Remind yourself, as you do this, that this isn't about judging yourself critically. Everyone I know who does this admits that a lot of the time, the underlying intention is not the noble thing we want it to be. I'll bring to mind a project I'm working on at Bungie, secretly hoping to see a pure, selfless intention, and what comes up will be, "Huh, I'm angry at that one guy who I think is smug and actually part of why I'm working on this is I want to see him proven wrong."
But also remind yourself that intention is rarely a single thing. The longer you sit, the more will arise. Here's the second metaphor: seeing your intention is like watching animals at the zoo. When I start this, the first things that come up are the strong, volatile stuff. It usually looks something like this:
Anger, pride, insecurity, sorrow. It can be startling and sometimes difficult, but just like animals at the zoo even if your gut reaction is terror, the reality is they can't actually hurt you. It takes bravery to stay still in the face of all this, but if you do, eventually those vicious animals get bored and wander off. And when they do, more stuff comes up, subtler, quieter stuff. They are timid creatures, too shy to share space with the angry ones, and too quiet to be heard over the roar. As the strong emotions start to settle down I'll usually start to feel a peace, a relaxed kind of sweetness, a sense of my heart breaking at the beauty surrounding it all. This is the part of me whose intention is caring and love, the part that wants to do the work because it is helpful and can yield joy.

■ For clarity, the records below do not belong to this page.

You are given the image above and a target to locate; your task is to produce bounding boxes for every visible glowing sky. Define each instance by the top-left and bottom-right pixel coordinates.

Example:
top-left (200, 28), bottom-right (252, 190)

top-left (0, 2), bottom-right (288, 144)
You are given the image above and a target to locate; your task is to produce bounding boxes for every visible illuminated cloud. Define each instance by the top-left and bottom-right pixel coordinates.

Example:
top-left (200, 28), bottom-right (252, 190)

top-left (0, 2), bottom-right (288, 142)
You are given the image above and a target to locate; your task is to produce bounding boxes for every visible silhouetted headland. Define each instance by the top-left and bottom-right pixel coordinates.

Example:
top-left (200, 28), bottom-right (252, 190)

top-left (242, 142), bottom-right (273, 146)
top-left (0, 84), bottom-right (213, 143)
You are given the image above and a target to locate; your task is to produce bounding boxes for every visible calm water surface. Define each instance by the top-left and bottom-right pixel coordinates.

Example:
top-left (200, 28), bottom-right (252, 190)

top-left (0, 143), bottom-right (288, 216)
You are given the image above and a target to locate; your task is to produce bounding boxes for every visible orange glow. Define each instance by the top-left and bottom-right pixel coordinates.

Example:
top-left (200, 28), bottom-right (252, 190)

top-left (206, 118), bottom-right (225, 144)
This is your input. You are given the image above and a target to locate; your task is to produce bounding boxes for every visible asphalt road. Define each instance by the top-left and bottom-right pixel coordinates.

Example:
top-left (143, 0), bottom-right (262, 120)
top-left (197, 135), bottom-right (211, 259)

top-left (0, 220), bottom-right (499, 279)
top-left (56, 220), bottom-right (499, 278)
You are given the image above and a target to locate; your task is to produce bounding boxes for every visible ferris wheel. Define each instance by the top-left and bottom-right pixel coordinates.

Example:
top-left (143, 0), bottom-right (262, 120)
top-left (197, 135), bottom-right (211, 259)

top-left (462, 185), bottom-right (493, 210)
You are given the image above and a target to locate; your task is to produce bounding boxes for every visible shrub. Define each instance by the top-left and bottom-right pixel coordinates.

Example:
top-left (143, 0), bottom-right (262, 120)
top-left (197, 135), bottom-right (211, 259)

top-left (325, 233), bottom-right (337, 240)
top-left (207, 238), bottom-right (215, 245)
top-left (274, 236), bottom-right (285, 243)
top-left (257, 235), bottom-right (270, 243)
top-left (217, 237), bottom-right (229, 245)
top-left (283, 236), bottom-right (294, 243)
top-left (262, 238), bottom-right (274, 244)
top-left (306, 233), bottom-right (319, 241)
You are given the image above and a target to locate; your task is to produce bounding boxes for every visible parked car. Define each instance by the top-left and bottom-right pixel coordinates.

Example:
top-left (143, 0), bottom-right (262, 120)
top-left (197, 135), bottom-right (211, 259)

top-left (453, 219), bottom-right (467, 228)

When you get in touch with this side, an amazing thing becomes very obvious: you'll realize it feels good. It's a wonderful feeling, an expansive sense of joy and love and gratitude. When you're in this state of mind, it's very apparent that the way we normally are, with more aggressive emotions, is simply unpleasant. It's tense, it closes down the mind, it focuses us on judgment and negativity.
As you do this practice over and over, that state of joy and gratitude starts to get more familiar. At first it might feel revelatory or cathartic, which is very pleasant, but then you keep doing it so it stops feeling revelatory and starts feeling normal. It becomes more accessible. You can more readily bring that state to mind. You experience first-hand how much more successful your actions are when you're in that state, how they don't cause collateral damage and don't leave you with the hangover of regret.
Like most things, this is not a practice you finish. If you start doing this today, in ten years maybe you'll be in touch with your intention 1% of the time. But that's not really the point. You'll have more patience with yourself, and you'll have tools for working with tough situations. You'll have a much healthier set of habitual responses, and you'll know that state of acting, every so often, from a place of compassion and loving-kindness.